後藤:ありがとうございます。確かに時間はかかりましたが、当日にトップの方から技術部門の方まで、日本人全員にご出席いただき、結果的に良いお返事をいただくことが出来ました。そして、3年目にして一応の結果が出て、本社社長から「ありがとう」という言葉をもらいました。報われた思いでしたね。
すべて辻さんのアドバイスがあってこそです。
辻:ありがとうございます。その話を伺った時は、私も胸が熱くなりました。
◆これまでの苦労を知っているからこそ、心にしみますよね。
後藤:話は変わりますが、辻さんにはタイ・サブコン協会(タイ下請振興協会)もご紹介いただいきまして。
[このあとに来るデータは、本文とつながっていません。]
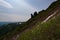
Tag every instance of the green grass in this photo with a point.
(46, 31)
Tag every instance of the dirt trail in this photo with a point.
(50, 16)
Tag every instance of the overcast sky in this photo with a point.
(20, 10)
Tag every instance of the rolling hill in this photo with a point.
(43, 26)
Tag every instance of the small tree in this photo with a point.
(35, 13)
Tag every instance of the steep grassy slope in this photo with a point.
(46, 31)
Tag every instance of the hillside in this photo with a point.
(44, 26)
(49, 30)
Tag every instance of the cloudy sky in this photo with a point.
(20, 10)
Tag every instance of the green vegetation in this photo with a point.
(46, 31)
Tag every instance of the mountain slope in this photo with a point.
(31, 29)
(49, 30)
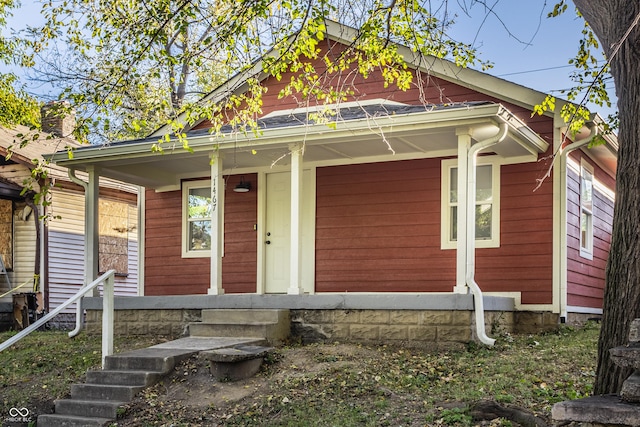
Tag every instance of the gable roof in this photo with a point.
(444, 69)
(39, 148)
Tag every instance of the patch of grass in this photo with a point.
(326, 384)
(532, 372)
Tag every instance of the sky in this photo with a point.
(524, 45)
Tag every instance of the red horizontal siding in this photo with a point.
(167, 273)
(586, 278)
(523, 262)
(374, 236)
(381, 232)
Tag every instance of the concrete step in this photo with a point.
(268, 331)
(119, 393)
(55, 420)
(88, 408)
(130, 378)
(159, 360)
(232, 315)
(272, 325)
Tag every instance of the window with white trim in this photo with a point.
(196, 219)
(586, 210)
(487, 203)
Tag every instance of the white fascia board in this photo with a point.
(463, 116)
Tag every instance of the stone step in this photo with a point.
(88, 408)
(55, 420)
(119, 393)
(232, 316)
(125, 377)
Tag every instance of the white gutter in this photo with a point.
(471, 230)
(564, 155)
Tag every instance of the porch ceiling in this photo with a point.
(391, 137)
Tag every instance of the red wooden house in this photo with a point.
(383, 202)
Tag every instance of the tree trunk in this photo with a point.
(610, 20)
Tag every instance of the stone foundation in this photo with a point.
(392, 326)
(366, 326)
(580, 319)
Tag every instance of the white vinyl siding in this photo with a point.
(24, 251)
(586, 210)
(66, 250)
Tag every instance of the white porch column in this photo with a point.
(464, 143)
(295, 276)
(92, 214)
(217, 232)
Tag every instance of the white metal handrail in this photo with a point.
(107, 279)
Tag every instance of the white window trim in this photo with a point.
(186, 186)
(445, 219)
(586, 250)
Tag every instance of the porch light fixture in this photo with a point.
(242, 186)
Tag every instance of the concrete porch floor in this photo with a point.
(347, 301)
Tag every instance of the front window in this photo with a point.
(486, 204)
(197, 209)
(586, 210)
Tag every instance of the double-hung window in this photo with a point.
(487, 203)
(197, 210)
(586, 210)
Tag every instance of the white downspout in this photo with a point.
(79, 309)
(564, 155)
(471, 230)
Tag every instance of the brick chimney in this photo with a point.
(58, 118)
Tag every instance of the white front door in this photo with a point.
(278, 232)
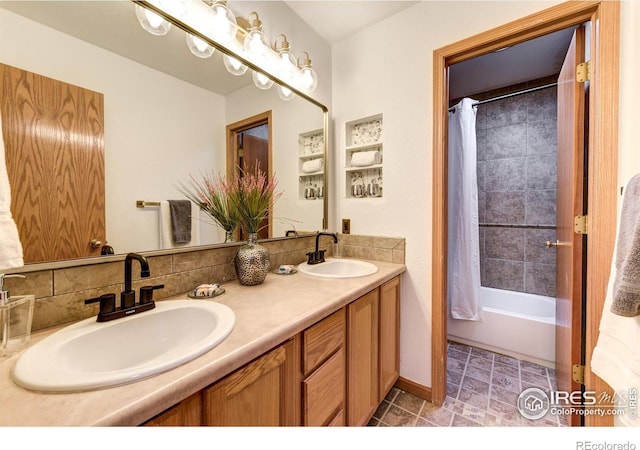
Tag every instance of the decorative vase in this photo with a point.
(251, 262)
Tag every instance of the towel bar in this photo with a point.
(143, 204)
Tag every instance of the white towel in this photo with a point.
(616, 357)
(313, 165)
(368, 158)
(166, 230)
(11, 255)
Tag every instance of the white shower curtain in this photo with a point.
(464, 248)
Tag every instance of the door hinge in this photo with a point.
(580, 224)
(577, 373)
(583, 72)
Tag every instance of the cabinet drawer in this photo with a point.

そのおかげで、インダストリアは日系企業で初めてタイ サブコン協会の会員企業になりました!
現在は弊社のタイ人スタッフが代表してやり取りしています。
辻:サブコン協会は中小企業のオーナーが中心となる組織ですが、マッチングの意味合いも兼ねて紹介させていただきました。
タイ人スタッフがいると関係も築きやすいですし、会社を代表してそういった場所に出向くことは彼らのモチベーションにもなりますよね。
協会の会員企業は、まだまだ規模が小さくプライオリティは低いかもしれません。ですが、今後、取引先もしくは協業先となる可能性は低くはないでしょう。製造業だけではなく、食品業界などの会社も会員になっています。
◆確かに、今後タイの市場で生き抜いていくためには、ローカル企業とのつながり、交流も大切だと感じます。今のうちに“種を蒔く”というのは賢明なのではないでしょうか。
それにしても、“アドバイザー”としての辻さんの功績は素晴らしいですね。
後藤:辻さんにはトータルアドバイザーのようにもなっていただいて本当に感謝しています。優秀な通訳の方のご紹介など、タイでの困りごとを何から何まで対応いただいて。
辻:都合の良い雑用みたいになっていますね(笑)
一同:(笑)
後藤:もう、辻さんに足を向けて寝られません。
◆辻さん、後藤さん、本日はインタビューのご協力をいただきありがとうございました。
*¹タイ・サブコン協会(タイ王国下請産業振興協会Thai Subcontracting Promotion Association)http://www.thaisubcon.com/SubconEng/news.aspx
自動車、電気、機械分野の構成部品メーカーからなる「下請振興クラブ (Subcontracting Promotion Club)」を母体とし、1999年に設立された業界団体。